Comment

Markets are far too optimistic – the euro's surge can't last

Euro

Six pounds for a small beer, £12 for a bottle of suntan lotion, £22 for an inflatable duck … As anyone taking a holiday in Europe will be painfully aware, the euro has been on a surge on the currency markets this year, and the zone is getting more expensive with every week that passes.

From 1.04 to the dollar in January, the currency has moved all the way up to $1.18. Every hedge fund in the world is betting that the euro will go even higher – $1.30 or $1.40? Why not? It has a lot of momentum on its side.

But hold on. In fact, the markets are getting this wrong. The euro’s surge is only temporary. Why? Because the upturn in growth is largely illusory. Because all the political risk will soon be back on the table. And because the weakening of the dollar will fade – and when it does, the euro will back under pressure again. It is not going to rescue anyone’s wallet this year, but the rally will collapse far more quickly than anyone expects.

In January, 2017 was billed as the year the euro might well hit parity with the dollar, if it did not collapse completely. A series of elections, following the trend set by Brexit and Trump, would sweep populist parties to power, creating conditions for one or more countries to splinter away from the zone. Even if it did not come to that, the region’s depression, combined with an ascendant dollar, would put inexorably downward pressure on the currency.

That seems a long time ago now. The election of Emmanuel Macron in France, the almost inevitable ­re-coronation of Angela Merkel in Germany next month, a renewed commitment to reform, and a return to growth, have all combined to make the currency unexpectedly strong.

From a low of $1.04 to $1.18, the euro keeps on rising. And yet, in truth, the euro’s surge can’t last. The markets may well have been too pessimistic in January. Right now, however, they are way too optimistic. There are three big reasons why the rally will soon be over.

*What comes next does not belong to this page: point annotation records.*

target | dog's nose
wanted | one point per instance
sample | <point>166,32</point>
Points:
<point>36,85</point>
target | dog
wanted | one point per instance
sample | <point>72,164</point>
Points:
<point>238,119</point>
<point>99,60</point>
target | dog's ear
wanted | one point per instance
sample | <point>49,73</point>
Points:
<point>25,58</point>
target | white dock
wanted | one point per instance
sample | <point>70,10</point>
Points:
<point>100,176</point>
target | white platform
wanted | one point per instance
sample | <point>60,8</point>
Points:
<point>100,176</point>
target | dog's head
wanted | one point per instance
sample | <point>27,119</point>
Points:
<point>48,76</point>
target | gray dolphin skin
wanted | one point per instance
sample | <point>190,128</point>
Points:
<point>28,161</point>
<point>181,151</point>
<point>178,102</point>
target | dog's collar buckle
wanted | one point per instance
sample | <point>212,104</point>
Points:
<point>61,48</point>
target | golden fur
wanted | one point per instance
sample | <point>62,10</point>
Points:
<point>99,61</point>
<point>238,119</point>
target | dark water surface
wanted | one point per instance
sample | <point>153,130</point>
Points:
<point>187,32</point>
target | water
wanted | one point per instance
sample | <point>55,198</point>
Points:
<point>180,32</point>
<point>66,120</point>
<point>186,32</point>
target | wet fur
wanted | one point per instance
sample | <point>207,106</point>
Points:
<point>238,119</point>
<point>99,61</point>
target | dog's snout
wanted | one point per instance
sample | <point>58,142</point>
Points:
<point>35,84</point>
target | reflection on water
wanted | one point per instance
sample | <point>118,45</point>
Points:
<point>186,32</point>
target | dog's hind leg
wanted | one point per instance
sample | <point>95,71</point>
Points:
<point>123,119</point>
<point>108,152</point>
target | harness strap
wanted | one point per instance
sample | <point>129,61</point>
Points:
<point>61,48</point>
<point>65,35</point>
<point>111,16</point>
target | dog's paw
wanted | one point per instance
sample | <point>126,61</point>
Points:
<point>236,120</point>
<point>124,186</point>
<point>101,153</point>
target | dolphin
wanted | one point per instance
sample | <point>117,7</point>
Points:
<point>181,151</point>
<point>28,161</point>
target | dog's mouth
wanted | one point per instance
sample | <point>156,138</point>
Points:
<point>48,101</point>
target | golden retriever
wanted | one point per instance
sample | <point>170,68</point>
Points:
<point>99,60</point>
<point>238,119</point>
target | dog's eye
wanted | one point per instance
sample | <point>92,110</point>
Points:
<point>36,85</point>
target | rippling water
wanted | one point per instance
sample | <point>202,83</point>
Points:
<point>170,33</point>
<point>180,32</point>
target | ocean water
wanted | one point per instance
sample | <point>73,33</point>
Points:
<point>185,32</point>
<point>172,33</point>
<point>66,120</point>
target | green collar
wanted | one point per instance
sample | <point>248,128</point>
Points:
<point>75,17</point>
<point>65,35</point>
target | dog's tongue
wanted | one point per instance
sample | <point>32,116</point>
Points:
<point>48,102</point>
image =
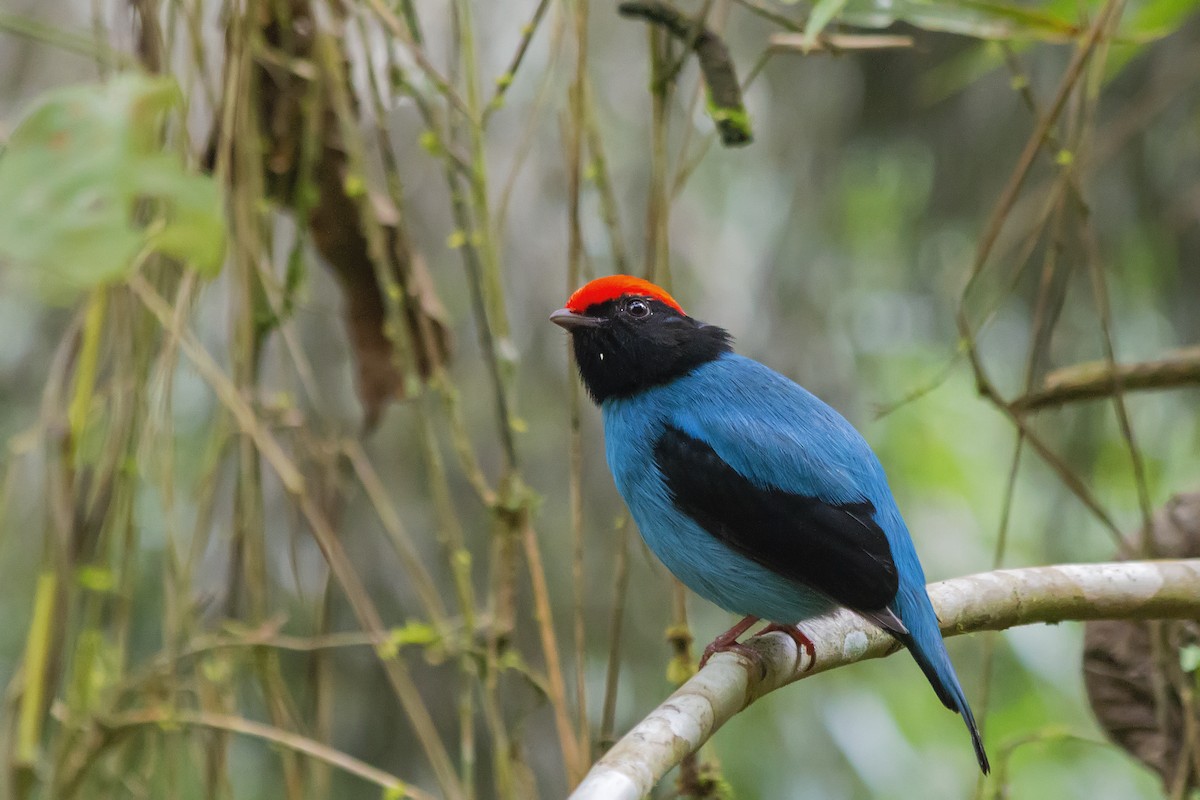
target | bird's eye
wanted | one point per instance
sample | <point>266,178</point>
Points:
<point>637,308</point>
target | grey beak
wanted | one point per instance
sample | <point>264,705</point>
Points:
<point>570,320</point>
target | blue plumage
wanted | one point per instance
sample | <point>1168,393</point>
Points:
<point>756,494</point>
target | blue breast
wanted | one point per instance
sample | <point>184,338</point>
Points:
<point>774,433</point>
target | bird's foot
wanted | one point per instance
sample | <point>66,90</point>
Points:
<point>803,643</point>
<point>729,641</point>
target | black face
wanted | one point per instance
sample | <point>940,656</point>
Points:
<point>635,343</point>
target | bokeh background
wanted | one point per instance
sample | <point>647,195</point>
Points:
<point>837,247</point>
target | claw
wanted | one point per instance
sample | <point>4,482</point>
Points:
<point>729,641</point>
<point>803,643</point>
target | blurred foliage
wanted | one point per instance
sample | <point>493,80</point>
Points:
<point>73,174</point>
<point>216,587</point>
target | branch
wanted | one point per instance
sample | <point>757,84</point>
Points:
<point>990,601</point>
<point>1096,379</point>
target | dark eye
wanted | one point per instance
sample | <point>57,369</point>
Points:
<point>637,308</point>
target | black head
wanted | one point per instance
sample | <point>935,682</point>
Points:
<point>629,343</point>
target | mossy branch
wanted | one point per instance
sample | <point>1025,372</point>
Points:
<point>990,601</point>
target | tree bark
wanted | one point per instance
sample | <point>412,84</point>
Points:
<point>990,601</point>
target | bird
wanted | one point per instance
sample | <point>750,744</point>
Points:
<point>756,494</point>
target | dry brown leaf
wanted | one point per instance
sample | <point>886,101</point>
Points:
<point>285,73</point>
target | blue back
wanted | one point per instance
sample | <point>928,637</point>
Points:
<point>777,434</point>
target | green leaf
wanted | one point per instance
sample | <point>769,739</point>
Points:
<point>413,632</point>
<point>1189,657</point>
<point>87,186</point>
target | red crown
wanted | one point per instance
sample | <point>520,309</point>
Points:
<point>616,286</point>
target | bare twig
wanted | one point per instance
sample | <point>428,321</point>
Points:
<point>1096,380</point>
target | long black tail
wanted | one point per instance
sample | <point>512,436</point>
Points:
<point>933,659</point>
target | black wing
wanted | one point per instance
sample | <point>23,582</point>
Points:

First, the return to growth across the Continent is largely illusory. True, in the latest quarter the zone expanded by 0.6pc, its fastest rate since 2011, following on from 0.5pc in the first three months of the year (which was a lot better than the 0.3pc we managed in the UK). The euro area as a whole should comfortably grow by more than 2pc this year, and Germany, and most of all Spain, will do a lot better than that. Heck, even Italy has started expanding again. The threat of deflation has lifted, and unemployment has finally started to fall.

But there is a catch. Under the bonnet, the engine is still not in great shape. Over the past two years, the European Central Bank has launched a blitz of quantitative easing, printing money on a scale that makes the Japanese look relatively restrained by comparison. It has chucked 2.2 trillion of freshly printed euros at the economy, almost as much, on a per capita basis, as the Federal Reserve at the height of the 2008 crash and a lot more than the Bank of England – and it is still adding €60bn (£55bn) a month.

If that doesn’t get you 2pc growth – that’s a trillion for every percentage point, remember – it is hard to know what does. But when QE gets wound up, that growth will evaporate. The fundamentals are no better – and with an extra layer of taxes suggested by Macron, coupled with an increasingly hysterical protectionism, possibly worse.

Second, the politics has quieted down, but as any sailor will tell you, a lull is not the same as reaching a safe harbour. The “Merkron” axis has stabilised the zone, and there is talk of reform, including a finance ministry with its own budget for the zone. If it happened, it would certainly help.

Everyone agrees that the euro was left half-finished, and it needs some way of redistributing money and demand across the continent. The trouble is, while everyone can sign up to vague platitudes about “unity”, when it comes to detail, no one will agree to anything. All a finance ministry will do is impose more years of grinding austerity. Once it becomes clear that meaningful reform is impossible, all the old political risks will be back on the table.

Finally, the dollar’s decline will quickly end. Right now, Donald Trump’s chaotic presidency has put a stop to a bull run that lasted several years. No one thinks the Donald is about to start running the country more sensibly. But once investors see the Fed continue to tweak rates upwards, and the economy growing at a respectable rate, they will be supporting the American currency once again.

You can throw in a few more risks as well. Greece. A fresh crisis is seldom far away. Right now, the euro is benefiting from a cyclical upswing fuelled by printing money on a massive scale.

But that won’t last much longer. And the euro is likely to end the year closer to where it started than $1.30, although not in time to ease the pain of a holiday this summer.